Machine Learning Notes

linear-regression
Published

January 28, 2024

Packages

library(caret)
Loading required package: ggplot2
Loading required package: lattice
library(glmnet)
Loading required package: Matrix
Loaded glmnet 4.1-8
library(purrr)

Attaching package: 'purrr'
The following object is masked from 'package:caret':

    lift

Functions

get_rmse <- function(errors){
  sqrt(mean(errors^2))
}

LOO-CV

Custom LOO-CV function

This function implement a not elegant function for testing the loo-cv. Is useful for understanding the idea:

my_loocv <- function(fit){
  
  dat <- fit$model
  y <- all.vars(fit$call)[1]
  
  errors <- vector(mode = "numeric", length = nrow(dat))
  
  for(i in 1:nrow(dat)){
    to_pred_i <- dat[i, ]
    fit_no_i <- update(fit, data = dat[-i, ])
    pred_i <- predict(fit_no_i, to_pred_i)
    errors[i] <- pred_i - to_pred_i[1, y]
  }
  return(errors)
}

Comparing with the function from caret, this is the OLS model:

caret_ols <- train(mpg ~ disp + wt, 
               data = mtcars, 
               trControl=trainControl(method="LOOCV"), 
               method="lm")

My custom function:

standard_ols <- lm(mpg ~ disp + wt, data = mtcars)
my_loocv <- get_rmse(my_loocv(standard_ols))

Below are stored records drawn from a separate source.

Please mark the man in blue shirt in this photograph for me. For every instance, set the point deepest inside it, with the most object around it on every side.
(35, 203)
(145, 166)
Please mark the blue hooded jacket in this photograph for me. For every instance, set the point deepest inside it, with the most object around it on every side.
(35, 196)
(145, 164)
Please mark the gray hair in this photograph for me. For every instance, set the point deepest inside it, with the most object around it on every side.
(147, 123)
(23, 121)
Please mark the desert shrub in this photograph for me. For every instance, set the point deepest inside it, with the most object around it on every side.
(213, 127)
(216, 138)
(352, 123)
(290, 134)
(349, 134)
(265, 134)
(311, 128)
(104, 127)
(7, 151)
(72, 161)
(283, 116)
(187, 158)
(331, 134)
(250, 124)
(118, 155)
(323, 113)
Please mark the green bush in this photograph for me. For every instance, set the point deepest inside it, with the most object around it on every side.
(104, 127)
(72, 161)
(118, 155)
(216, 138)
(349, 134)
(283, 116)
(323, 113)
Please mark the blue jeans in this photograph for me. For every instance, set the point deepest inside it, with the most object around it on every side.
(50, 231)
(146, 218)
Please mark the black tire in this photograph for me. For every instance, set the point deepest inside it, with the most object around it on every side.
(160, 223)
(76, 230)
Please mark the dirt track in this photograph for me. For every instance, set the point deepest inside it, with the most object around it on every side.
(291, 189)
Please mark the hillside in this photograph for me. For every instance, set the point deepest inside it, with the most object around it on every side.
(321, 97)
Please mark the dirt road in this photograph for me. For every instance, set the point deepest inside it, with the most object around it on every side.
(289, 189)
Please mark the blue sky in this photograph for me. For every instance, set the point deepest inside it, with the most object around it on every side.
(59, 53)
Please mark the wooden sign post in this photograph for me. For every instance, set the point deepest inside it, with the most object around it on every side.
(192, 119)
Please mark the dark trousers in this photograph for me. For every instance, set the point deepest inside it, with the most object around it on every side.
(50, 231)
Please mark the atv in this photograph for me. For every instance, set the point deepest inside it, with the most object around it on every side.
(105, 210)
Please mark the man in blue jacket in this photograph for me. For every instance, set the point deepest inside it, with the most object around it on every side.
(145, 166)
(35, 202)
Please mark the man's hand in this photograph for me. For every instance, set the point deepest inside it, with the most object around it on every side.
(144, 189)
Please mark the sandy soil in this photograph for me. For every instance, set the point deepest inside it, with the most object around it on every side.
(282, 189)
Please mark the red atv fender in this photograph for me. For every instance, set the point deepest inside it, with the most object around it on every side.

The output is exactly the same:

caret_ols$results["RMSE"] == my_loocv
  RMSE
1 TRUE

LOO-CV and model complexity

predictors <- colnames(mtcars) # getting all predictors
predictors <- predictors[-(predictors == "mpg")] # keeping only Xs

fit_list <- vector(mode = "list", length = length(predictors))

fit_i <- lm(mpg ~ 1, data = mtcars)

for(i in 1:length(predictors)){
  fit_i <- update(fit_i, formula(paste(". ~ . +", predictors[i])))
  fit_list[[i]] <- fit_i
}

Computing the actual LOO-CV:

my_loocv <- function(fit){
  
  dat <- fit$model
  y <- all.vars(fit$call)[1]
  
  errors <- vector(mode = "numeric", length = nrow(dat))
  
  for(i in 1:nrow(dat)){
    to_pred_i <- dat[i, ]
    fit_no_i <- update(fit, data = dat[-i, ])
    pred_i <- predict(fit_no_i, to_pred_i)
    errors[i] <- pred_i - to_pred_i[1, y]
  }
  return(errors)
}

cv <- map_dbl(fit_list, function(x) get_rmse(my_loocv(x))) # get loo-cv mean error
npred <- map_dbl(fit_list, function(i) length(all.vars(i$call))-2) # get number of predictors
r2 <- map_dbl(fit_list, function(mod) summary(mod)$r.squared) # get rsquared from fitted models

loo_cv <- data.frame(
  cv, r2, npred
)

# Plotting

loo_cv %>% 
  tidyr::pivot_longer(c(1,2), names_to = "measure", values_to = "value") %>% 
  ggplot(aes(x = npred, y = value)) +
  geom_line() +
  geom_point(size = 3) +
  facet_wrap(~measure, scales = "free") +
  cowplot::theme_minimal_grid()

LOO-CV and Lasso regression

grid <- 10^seq(1, -2, length = 100) # grid of lambda values
x <- model.matrix(mpg ~ ., mtcars)[, -1] # predictors
y <- mtcars$mpg # response variable

Fitting the lasso regression:

fit_lasso <- glmnet(x, y, alpha = 1, lambda = grid)

Custom function for computing the lasso and loo-cv:

my_loocv_lasso <- function(dat, fit){
  
  errors <- vector(mode = "list", length = nrow(dat))
  
  for(i in 1:nrow(dat)){
    to_pred_i <- x[i, ]
    fit_no_i <- glmnet(x[-i, ], y[-i], alpha = 1, lambda = grid)
    pred_i <- predict(fit_no_i, newx = t(to_pred_i))
    errors[[i]] <- pred_i - y[i]
  }
  return(errors)
} 

get_min <- function(target, to_minimize){
  target[which.min(to_minimize)]
}

Computing the loo-cv:

errors_lasso <- my_loocv_lasso(mtcars, fit_lasso) # loo-cv

cv_lasso <- do.call(rbind, errors_lasso) # combining lists

mse_lasso <- apply(cv_lasso, 2, function(x) mean(x^2)) # computing error

Plotting the \(\lambda\) value as a function of the mean-squared error:

plot(grid, mse_lasso)

The minimum error is associated with the 0.7564633.